The first lesson in trading treasury bond futures: keep the risk awareness in mind! The potential profit and loss range of a single day for Treasury bond futures is relatively large, and the price limit for Treasury bond futures is 4%, which means that if an extreme situation occurs in Treasury bond futures, investors will lose all trading margin
, that is, 4 %*25 times leverage = 100%. If you operate with a full position, in extreme cases you may be liquidated within one day.
Never speculate in stocks
Once the government bond futures market moves in the direction you judge,
the profits will be considerable. The leverage ratio of Treasury bond futures is about 25 times. Compared with the margin invested, the day-to-day profits and losses are also considerable. If the price of Treasury bond futures fluctuates by 0.4%, it will bring about a profit or loss equivalent to 10% of the margin invested.
However, investors must not speculate in treasury bond futures as stocks: in the stock market, after buying stocks, investors generally do not need to keep an eye on the market at all times, and can even hold them for a long time. However, investors need to have enough time to keep an eye on the market when participating in Treasury bond futures trading.

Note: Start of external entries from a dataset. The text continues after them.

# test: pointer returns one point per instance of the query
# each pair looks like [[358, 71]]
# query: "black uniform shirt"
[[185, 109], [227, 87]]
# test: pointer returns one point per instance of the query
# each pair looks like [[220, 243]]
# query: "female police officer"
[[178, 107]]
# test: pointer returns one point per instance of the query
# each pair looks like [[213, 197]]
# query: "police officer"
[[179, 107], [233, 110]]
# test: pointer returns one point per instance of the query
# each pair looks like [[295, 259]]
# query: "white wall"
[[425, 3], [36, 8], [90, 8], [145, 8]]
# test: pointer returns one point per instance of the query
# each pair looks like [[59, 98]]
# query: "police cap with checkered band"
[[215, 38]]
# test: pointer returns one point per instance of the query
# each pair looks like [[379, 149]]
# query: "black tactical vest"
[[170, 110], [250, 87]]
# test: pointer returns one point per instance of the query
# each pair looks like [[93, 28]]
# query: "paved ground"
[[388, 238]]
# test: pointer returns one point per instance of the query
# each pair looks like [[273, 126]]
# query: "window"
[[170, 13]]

Investors must not think that they can make big money by operating a full position in Treasury bond futures, but ignore the risks of operating a full position.
Understand your position
Before entering the Treasury bond futures market, investors should first understand the pattern of the Treasury bond futures market and their own positioning in participating in Treasury bond futures trading.
There are many potential participants in Treasury futures, but different groups have completely different risk preferences and trading models based on them. Let’s first take a look at the risk preferences of different participants.
Institutions represented by commercial banks and insurance (guaranteed insurance) companies are the most urgent demanders for treasury bond futures. They are also investors with the lowest risk appetite. The core function of their use of treasury bond futures is to manage Interest rate risk to cover the interest rate risk exposure of its own positions. Theoretically, the risk appetite of bank financial products and self-operated securities companies is also lower, but it is slightly higher than that of banks and insurance companies.
This type of group, represented by the collective asset management accounts of securities companies and private equity funds, has a higher risk appetite, and they are also important active participants in the early stages of the market.
Individual investors’ participation in treasury bond futures is undoubtedly a high-risk preference, because in terms of operational motivation, individual investors basically do not manage interest rate risks and conduct hedging transactions, but engage in speculative transactions. Master's mode.